Archived from groups: alt.sys.pc-clone.dell (
More info?)
On Tue, 27 Sep 2005 06:36:54 -0500, Rob wrote:
>On Mon, 26 Sep 2005 20:08:03 -0400, William P. N. Smith <> wrote:
>
>>I've got a couple of Dell machines which came with Norton, and am
>>trying to remove it to install McAfee. Even though I've removed all
>>3-4 of the norton apps (security center, virus scanner, livereg,
>>liveupdate), and removed their entries with startup.cpl, I still have
>>ccevtmgr and ccsetmgr showing up in my processes.
>>
>>Is there an app to tear out all the Norton dreck? This is more
>>insidious than a lot of malware!
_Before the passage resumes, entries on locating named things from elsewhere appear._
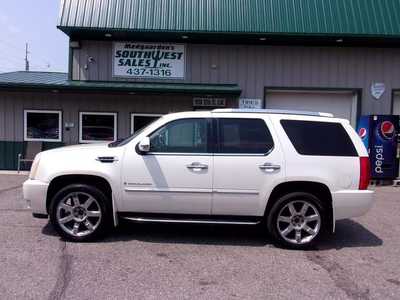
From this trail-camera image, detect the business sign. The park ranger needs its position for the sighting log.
[371,82,386,100]
[193,97,226,107]
[113,42,185,79]
[239,99,263,109]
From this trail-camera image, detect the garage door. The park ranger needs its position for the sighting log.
[265,90,357,126]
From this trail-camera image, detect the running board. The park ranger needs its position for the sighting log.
[120,216,261,225]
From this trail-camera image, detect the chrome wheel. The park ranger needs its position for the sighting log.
[277,200,321,245]
[57,192,102,237]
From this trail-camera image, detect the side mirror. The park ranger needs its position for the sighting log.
[138,137,150,153]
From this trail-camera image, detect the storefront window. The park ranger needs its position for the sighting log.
[79,112,117,143]
[24,110,62,142]
[131,114,162,134]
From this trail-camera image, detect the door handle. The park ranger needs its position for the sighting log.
[186,162,208,171]
[258,163,281,172]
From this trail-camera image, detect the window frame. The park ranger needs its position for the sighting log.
[130,113,163,134]
[213,116,276,156]
[23,109,63,142]
[279,118,359,158]
[143,117,214,156]
[79,111,118,144]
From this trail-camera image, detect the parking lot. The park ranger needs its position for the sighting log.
[0,175,400,299]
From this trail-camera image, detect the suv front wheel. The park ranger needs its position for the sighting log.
[50,184,111,242]
[268,193,326,249]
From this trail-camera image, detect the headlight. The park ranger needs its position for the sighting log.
[29,153,40,179]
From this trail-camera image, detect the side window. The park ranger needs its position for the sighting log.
[281,120,357,156]
[150,118,208,153]
[218,118,274,154]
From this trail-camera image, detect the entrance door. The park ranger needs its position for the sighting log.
[122,118,213,214]
[212,114,285,216]
[265,90,357,127]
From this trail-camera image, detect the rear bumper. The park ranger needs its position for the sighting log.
[332,190,375,220]
[22,179,49,216]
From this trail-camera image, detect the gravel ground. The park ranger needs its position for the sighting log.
[0,175,400,299]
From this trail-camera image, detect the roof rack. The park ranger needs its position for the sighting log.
[211,108,334,118]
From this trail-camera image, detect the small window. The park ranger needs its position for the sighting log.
[131,114,162,134]
[150,119,208,153]
[281,120,358,156]
[218,118,274,154]
[24,110,62,142]
[79,112,117,143]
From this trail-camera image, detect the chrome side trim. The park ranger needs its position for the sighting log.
[122,217,260,225]
[213,189,259,195]
[211,108,334,118]
[125,186,212,194]
[96,156,118,163]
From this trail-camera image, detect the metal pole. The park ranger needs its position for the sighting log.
[25,43,29,72]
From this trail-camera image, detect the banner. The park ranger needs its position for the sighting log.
[113,42,185,79]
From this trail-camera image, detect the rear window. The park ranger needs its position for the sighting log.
[281,120,358,156]
[218,118,274,154]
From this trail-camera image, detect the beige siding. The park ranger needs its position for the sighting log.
[0,91,237,144]
[73,41,400,113]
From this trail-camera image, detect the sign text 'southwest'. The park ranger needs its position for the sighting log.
[113,42,185,79]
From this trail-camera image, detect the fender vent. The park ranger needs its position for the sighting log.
[96,156,118,164]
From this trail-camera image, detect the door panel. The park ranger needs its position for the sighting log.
[123,153,213,214]
[122,118,213,214]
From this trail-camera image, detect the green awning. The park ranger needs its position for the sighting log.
[0,72,241,95]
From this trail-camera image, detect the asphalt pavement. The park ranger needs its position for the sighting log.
[0,175,400,299]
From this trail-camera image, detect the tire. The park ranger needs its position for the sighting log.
[49,184,112,242]
[267,192,327,250]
Grrrr....
>>
>>Thanks!
>
>
>I agree with you that Norton isn't worth keeping (at least that was my
>experience then and now).
>
>I don't recall how I got rid of all its files (I think I took a while
>of trying to get rid of it before successfully doing it) but this is
>what I'd do for starters... go to Administrative tools and then to
>component services and if it's listed in there, disable it. Then go
>to the Norton website and see if they tell you how to get rid of them.
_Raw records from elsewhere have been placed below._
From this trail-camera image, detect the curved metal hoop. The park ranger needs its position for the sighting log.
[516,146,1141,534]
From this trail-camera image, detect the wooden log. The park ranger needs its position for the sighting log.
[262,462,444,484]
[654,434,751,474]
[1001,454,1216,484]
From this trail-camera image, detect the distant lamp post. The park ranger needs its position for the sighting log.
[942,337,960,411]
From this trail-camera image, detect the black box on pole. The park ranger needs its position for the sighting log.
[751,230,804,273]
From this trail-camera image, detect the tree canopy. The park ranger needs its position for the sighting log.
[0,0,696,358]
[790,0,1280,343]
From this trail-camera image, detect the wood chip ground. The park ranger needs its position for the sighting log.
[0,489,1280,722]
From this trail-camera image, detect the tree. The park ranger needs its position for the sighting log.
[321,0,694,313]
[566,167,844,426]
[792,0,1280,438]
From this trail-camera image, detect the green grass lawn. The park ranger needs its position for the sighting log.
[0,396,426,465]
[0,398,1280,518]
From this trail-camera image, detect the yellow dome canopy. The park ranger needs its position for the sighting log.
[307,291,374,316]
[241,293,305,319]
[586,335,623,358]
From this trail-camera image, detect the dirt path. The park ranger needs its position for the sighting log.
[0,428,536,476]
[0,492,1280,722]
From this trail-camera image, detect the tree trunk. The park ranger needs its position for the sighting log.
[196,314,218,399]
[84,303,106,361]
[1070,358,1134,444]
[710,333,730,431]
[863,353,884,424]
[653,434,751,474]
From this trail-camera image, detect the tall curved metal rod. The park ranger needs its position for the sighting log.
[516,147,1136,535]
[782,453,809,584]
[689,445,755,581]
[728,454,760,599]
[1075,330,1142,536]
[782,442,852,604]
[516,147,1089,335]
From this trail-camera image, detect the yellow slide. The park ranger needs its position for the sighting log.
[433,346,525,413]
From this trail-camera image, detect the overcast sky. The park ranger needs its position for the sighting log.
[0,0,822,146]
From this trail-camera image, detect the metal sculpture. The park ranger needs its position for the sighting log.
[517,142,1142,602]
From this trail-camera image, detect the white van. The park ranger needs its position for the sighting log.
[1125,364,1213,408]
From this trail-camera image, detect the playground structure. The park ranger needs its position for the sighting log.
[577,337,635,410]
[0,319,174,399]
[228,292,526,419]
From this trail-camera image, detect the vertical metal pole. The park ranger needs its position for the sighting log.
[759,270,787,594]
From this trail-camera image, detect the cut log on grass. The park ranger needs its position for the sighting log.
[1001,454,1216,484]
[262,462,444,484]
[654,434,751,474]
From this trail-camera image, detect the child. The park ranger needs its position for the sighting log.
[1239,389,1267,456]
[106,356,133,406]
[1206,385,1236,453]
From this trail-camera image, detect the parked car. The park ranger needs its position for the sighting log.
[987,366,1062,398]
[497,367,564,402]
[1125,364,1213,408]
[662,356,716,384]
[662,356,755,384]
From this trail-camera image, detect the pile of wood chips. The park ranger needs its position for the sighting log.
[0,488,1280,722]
>If not, then install another virus program and tell it to scan your
>system. It might find the Norton files and rid your pc of them (not
>sure on this but its worth trying). You could also try Webroot
>spysweeper to scan your system and see if it finds them (again not
>sure on this). Of course you could go into your registry and
>eliminate them manually if you're brave (don't do this unless you
>think you can and regardless, backup your registry or whole system
>first just in case).
Just to add to my post, if it matters and it may not... I use
Kaspersky AntiVirus Personal (a pain to set up but set it and forget
it as it's very stable and reliable even as a scheduled event which is
what I have done) along with webroot spysweeper and zonealarm pro. I
believe my system is clean of viri and perhaps once or twice a year
when I'm downloading email that has a virus in it (unbeknownst to me
at that moment), it (Kaspersky) will kill that email (per my
instruction in the setup) and allow the remainder of email to download
as if nothing happened automatically. Kaspersky was one of the best a
year or so ago but now not sure. Certainly others are easier to set
up. And with these programs, I don't get the crashes I got before.
Last, I remember when I first ran these programs, it seemed like they
caught stuff Nortons did not catch at that time.
Bottom line is, my system seems to be happy and so am I.